More govt officials demanding grease money, survey shows
The number of Filipino families who gave bribes or “grease money” to people in government had decreased but the number of government officials and employees soliciting bribes went up, according to the Office of the Ombudsman.
A survey conducted by the Ombudsman showed a shift in how bribery is practiced. It said that in 2010, bribery was initiated by the giver (3 out of 4 families), while in 2013, government officials solicited bribes (7 out of 10).
“A notable observation by the Office of the Ombudsman is the seeming shift in the bribery practice–from supply-driven to demand-driven,” the report said.
According to the anti-graft office, the decline in the number of those willing to give bribes may have emboldened corrupt officials to ask for it instead.
The survey showed that majority of those who were asked to give bribes were families seeking justice and those securing registry documents and licenses.

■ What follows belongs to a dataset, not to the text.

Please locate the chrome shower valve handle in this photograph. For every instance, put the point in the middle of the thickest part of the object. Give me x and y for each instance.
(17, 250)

“More families accessing the justice system gave in to solicited bribery, indicating that law enforcers, public defenders and court officials can exert more influence on families to submit to the practice. The fact that officials expected to protect individuals from injustice are among the perpetrators of corruption invites serious concern,” the Office of the Ombudsman said.
Officials from government agencies involved in processing registry documents, property registration, clearances and licenses including mayor’s permits, building permits and sanitary permits were more likely to solicit bribes.
The survey showed that five percent or one out of 20 families that had at least one transaction with a government office claimed to have been asked for bribe or grease money.
Meanwhile, incidents where bribe was initiated were higher in families seeking basic social services compared to families transacting other services such as securing registry documents and licenses, accessing justice and paying taxes and duties, it was found.
According to the anti-graft office, one out of 20 families or 4.5 percent of families admitted giving bribes to avail of social services in 2013, which was slightly higher than the 4.1 percent in 2010.
“The social services listed in the survey include education, health care, social security, employment, livelihood and subsidies,” the Office of the Ombudsman said in a statement.
Usually, those who avail of these types of government social services belong to the lower income stratum, the survey report noted. Bribes were supposedly given to get assurance that they will receive the services they need.
“Poor families do not only pay a higher price for corruption because of the basic services denied them due to government funds lost to corruption,” the Office of the Ombudsman lamented.
Meanwhile, there was a decrease in the number of families that gave “grease money” to avail of other government services.
For payment of taxes and duties, the figures went down from 6.1 percent in 2010 to 0.5 percent in 2013. For accessing justice, incidents also plunged from 9.9 percent to 2.3 percent, and for securing registry documents and licenses, from 10.3 percent to 2.1 percent.
“The report attributes the lower incidence of bribes to growing public intolerance toward corruption, as the citizenry is becoming more conscious of the ill-effects of corruption on individuals, especially the poor, and on the entire Philippine society,” the office said.
More families are also inclined to report bribery to authorities.
In 2010, 0.8 percent of families that gave in to solicited bribes reported the crime to proper officials. In 2013, the figure increased to 5.3 percent, including families that did not give bribes.
For those who did not report the incident, the most common reason was because they believed that the incident was not worth reporting or that the amount given was too small to bother with (59 percent). Other reasons were fear of reprisal (24 percent) and lack of time to report (21 percent).
The findings were part of the 2013 National Household Survey on Experience with Corruption in the Philippines, which was commissioned by the Office of the Ombudsman.
The survey involved 10,864 families.
The law punishes government officials and employees who directly or indirectly request or receive any gift, present, share, percentage or benefit, for himself or for any other person.
Penalties include imprisonment for not less than one year but not more than ten years, perpetual disqualification from public office, and confiscation or forfeiture of any prohibited interest and unexplained wealth manifestly out of proportion to his salary and other lawful income.